- Zimbabwe / New Zealand
- Dates: 30 July – 11 August 2025
- Captains: Craig Ervine / Mitchell Santner

Test series
- Result: New Zealand won the 2-match series 2–0
- Most runs: Tafadzwa Tsiga (95) / Devon Conway (245)
- Most wickets: Blessing Muzarabani (4) / Matt Henry (16)
- Player of the series: Matt Henry (NZ)

= New Zealand cricket team in Zimbabwe in 2025 =

International cricket tour

The New Zealand cricket team toured Zimbabwe in July and August 2025 to play the Zimbabwe cricket team. The tour consisted of two Test matches, preceded by a tri-nation T20I series also involving South Africa. In March 2025, the Zimbabwe Cricket (ZC) confirmed the fixtures for the tour, as a part of the 2025 home international season.

==Squads==

| Zimbabwe | New Zealand |
|---|---|
| Craig Ervine (c); Brian Bennett; Tanaka Chivanga; Ben Curran; Trevor Gwandu; Roy Kaia; Tanunurwa Makoni; Clive Madande (wk); Vincent Masekesa; Wellington Masakadza; Blessing Muzarabani; Newman Nyamhuri; Sikandar Raza; Brendan Taylor (wk); Tafadzwa Tsiga (wk); Nick Welch; Sean Williams; | Mitchell Santner (c); Tom Latham (c, wk); Tom Blundell (wk); Michael Bracewell; Devon Conway (wk); Jacob Duffy; Matthew Fisher; Zak Foulkes; Matt Henry; Bevon Jacobs; Ben Lister; Daryl Mitchell; Henry Nicholls; Will O'Rourke; Ajaz Patel; Glenn Phillips; Rachin Ravindra; Nathan Smith; Will Young; |

On 18 July, Glenn Phillips was ruled out of the series due to right groin injury. On 24 July, Michael Bracewell was added into the squad for the first Test as replacement for Phillips.
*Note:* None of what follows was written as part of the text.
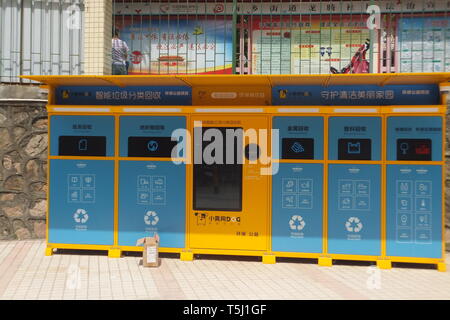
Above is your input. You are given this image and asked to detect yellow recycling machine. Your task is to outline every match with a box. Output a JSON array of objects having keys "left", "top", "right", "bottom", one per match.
[{"left": 28, "top": 73, "right": 450, "bottom": 271}]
On 29 July, Tom Latham was ruled out of the first Test due to shoulder injury and Mitchell Santner was named as captain. On 3 August, Nathan Smith was ruled out of the second Test due to an abdominal strain, with Zak Foulkes named was his replacement. Also Ben Lister was added as a cover for Will O'Rourke. On 6 August, Will O'Rourke was ruled out of the second Test due to a back injury. On 6 August, Latham was ruled out of the second Test, with Bevon Jacobs added to the squad.

On 30 July, Brendan Taylor was added to the squad for the second Test.